For machine learning applications and research, we provide a custom [PyTorch Geometric](https://pytorch-geometric.readthedocs.io/en/stable/) dataset in the form of a python package.
For installations via pip, run
The raw datasets, consisting of the 2 and 3 manifolds with up to 10
vertices, can be manually downloaded
[here](https://github.com/aidos-lab/mantra/releases/latest).
A pytorch geometric wrapper for the dataset is installable via the following
command.
```python
pip install mantra-dataset
```
After installation the dataset can be used with the follwing snippet.
```python
from mantra.datasets import ManifoldTriangulations
dataset = ManifoldTriangulations(root="./data", manifold="2", version="latest")
```
## Folder Structure
## Data Format
> This section is mostly *information-oriented* and provides a brief
> overview of the data format, followed by a short [example](#example).
Each dataset consists of a list of triangulations, with each
triangulation having the following attributes:
* `id` (required, `str`): This attribute refers to the original ID of
the triangulation as used by the creator of the dataset (see
[below](#acknowledgments)). This facilitates comparisons to the
original dataset if necessary.
* `triangulation` (required, `list` of `list` of `int`): A doubly-nested
list of the top-level simplices of the triangulation.
* `n_vertices` (required, `int`): The number of vertices in the
triangulation. This is **not** the number of simplices.
* `name` (required, `str`): A canonical name of the triangulation, such
as `S^2` for the two-dimensional [sphere](https://en.wikipedia.org/wiki/N-sphere).
If no canonical name exists, we store an empty string.
* `betti_numbers` (required, `list` of `int`): A list of the [Betti
numbers](https://en.wikipedia.org/wiki/Betti_number) of the
triangulation, computed using $Z$ coefficients. This implies that
[torsion](https://en.wikipedia.org/wiki/Homology_(mathematics))
coefficients are stored in another attribute.

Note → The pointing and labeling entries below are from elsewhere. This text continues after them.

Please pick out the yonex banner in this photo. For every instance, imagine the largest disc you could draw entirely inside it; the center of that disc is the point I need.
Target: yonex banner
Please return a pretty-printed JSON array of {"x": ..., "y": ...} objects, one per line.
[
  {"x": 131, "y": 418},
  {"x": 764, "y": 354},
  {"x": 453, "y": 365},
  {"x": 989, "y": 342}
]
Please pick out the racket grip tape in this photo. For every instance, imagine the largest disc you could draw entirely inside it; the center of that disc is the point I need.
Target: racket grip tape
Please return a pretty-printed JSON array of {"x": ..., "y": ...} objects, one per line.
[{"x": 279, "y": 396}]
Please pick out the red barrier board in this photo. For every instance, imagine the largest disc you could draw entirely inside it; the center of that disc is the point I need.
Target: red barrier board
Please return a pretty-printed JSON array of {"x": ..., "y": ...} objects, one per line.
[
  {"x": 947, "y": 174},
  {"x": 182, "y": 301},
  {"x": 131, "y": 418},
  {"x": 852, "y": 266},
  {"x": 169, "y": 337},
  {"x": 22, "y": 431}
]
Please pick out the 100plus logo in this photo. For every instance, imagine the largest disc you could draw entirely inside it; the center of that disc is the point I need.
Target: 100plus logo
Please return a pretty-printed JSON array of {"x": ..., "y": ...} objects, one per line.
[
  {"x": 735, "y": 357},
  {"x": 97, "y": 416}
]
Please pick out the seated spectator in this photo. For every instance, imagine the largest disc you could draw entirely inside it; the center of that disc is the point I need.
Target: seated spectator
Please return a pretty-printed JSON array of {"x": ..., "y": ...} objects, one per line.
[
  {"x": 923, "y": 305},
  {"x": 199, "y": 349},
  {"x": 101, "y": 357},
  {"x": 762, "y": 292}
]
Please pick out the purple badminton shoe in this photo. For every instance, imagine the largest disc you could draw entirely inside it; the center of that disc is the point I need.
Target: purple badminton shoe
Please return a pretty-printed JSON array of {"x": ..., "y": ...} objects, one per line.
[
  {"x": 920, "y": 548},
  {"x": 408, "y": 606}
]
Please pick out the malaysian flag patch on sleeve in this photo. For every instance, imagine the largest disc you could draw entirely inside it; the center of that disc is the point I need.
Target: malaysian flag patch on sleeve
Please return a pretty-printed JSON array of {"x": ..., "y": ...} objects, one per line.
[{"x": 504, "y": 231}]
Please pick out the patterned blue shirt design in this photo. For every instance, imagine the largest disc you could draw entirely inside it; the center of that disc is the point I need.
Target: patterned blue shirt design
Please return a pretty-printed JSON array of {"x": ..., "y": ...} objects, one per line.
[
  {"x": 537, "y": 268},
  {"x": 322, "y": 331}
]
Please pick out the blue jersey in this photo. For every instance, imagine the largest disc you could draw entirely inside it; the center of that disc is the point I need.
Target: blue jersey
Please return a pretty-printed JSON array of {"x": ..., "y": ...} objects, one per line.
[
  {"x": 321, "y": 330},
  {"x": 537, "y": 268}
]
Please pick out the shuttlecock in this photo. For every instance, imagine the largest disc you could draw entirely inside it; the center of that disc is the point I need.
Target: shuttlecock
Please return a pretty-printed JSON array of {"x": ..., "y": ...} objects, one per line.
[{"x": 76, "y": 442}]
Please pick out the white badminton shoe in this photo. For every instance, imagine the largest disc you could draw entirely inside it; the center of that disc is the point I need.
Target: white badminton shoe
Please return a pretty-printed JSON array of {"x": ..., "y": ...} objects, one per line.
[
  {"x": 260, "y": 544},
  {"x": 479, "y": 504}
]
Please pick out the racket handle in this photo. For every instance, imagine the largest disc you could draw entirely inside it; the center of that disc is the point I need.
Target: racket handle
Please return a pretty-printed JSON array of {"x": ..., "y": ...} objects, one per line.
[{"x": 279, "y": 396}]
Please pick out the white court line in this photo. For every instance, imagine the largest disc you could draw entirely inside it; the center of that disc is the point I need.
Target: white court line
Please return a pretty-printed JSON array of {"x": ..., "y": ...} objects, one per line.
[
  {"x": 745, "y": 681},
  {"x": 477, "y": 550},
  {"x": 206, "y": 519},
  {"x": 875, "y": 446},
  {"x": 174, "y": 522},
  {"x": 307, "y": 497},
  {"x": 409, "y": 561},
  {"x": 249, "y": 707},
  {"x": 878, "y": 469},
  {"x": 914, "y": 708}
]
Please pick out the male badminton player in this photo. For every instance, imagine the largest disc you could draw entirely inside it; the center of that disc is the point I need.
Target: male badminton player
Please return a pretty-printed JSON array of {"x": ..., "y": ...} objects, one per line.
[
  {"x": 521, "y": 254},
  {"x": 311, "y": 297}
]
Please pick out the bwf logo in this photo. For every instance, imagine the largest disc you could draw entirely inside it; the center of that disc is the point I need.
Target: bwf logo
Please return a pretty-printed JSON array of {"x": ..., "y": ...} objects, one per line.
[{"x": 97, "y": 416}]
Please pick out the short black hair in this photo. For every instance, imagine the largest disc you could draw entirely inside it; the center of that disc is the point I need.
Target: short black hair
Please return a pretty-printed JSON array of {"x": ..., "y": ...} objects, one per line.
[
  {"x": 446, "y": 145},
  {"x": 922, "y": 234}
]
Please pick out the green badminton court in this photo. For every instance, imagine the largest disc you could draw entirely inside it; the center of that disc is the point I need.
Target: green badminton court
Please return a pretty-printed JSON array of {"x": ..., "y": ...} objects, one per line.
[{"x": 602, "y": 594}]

* `torsion_coefficients` (required, `list` of `str`): A list of the
[torsion
coefficients](https://en.wikipedia.org/wiki/Homology_(mathematics)) of
the triangulation. An empty string `""` indicates that no torsion
coefficients are available in that dimension. Otherwise, the original
spelling of torsion coefficients is retained, so a valid entry might
be `"Z_2"`.
* `genus` (optional, `int`): For 2-manifolds, contains the
[genus](https://en.wikipedia.org/wiki/Genus_(mathematics)) of the
triangulation.
* `orientable` (optional, `bool`): Specifies whether the triangulation
is [orientable](https://en.wikipedia.org/wiki/Orientability) or not.
### Example
```json
[
{
"id": "manifold_2_4_1",
"triangulation": [
[1,2,3],
[1,2,4],
[1,3,4],
[2,3,4]
],
"dimension": 2,
"n_vertices": 4,
"betti_numbers": [
1,
0,
1
],
"torsion_coefficients": [
"",
"",
""
],
"name": "S^2",
"genus": 0,
"orientable": true
},
{
"id": "manifold_2_5_1",
"triangulation": [
[1,2,3],
[1,2,4],
[1,3,5],
[1,4,5],
[2,3,4],
[3,4,5]
],
"dimension": 2,
"n_vertices": 5,
"betti_numbers": [
1,
0,
1
],
"torsion_coefficients": [
"",
"",
""
],
"name": "S^2",
"genus": 0,
"orientable": true
}
]
```
### Design Decisions
> This section is *understanding-oriented* and provides additional
> justifications for our data format.
The datasets are converted from their original (mixed) lexicographical
format. A triangulation in lexicographical format could look like this:
```
manifold_lex_d2_n6_#1=[[1,2,3],[1,2,4],[1,3,4],[2,3,5],[2,4,5],[3,4,6],
[3,5,6],[4,5,6]]
```
A triangulation in *mixed* lexicographical format could look like this:
```
manifold_2_6_1=[[1,2,3],[1,2,4],[1,3,5],[1,4,6],
[1,5,6],[2,3,4],[3,4,5],[4,5,6]]
```
This format is **hard to parse**. Moreover, any *additional* information
about the triangulations, including information about homology groups or
orientability, for instance, requires additional files.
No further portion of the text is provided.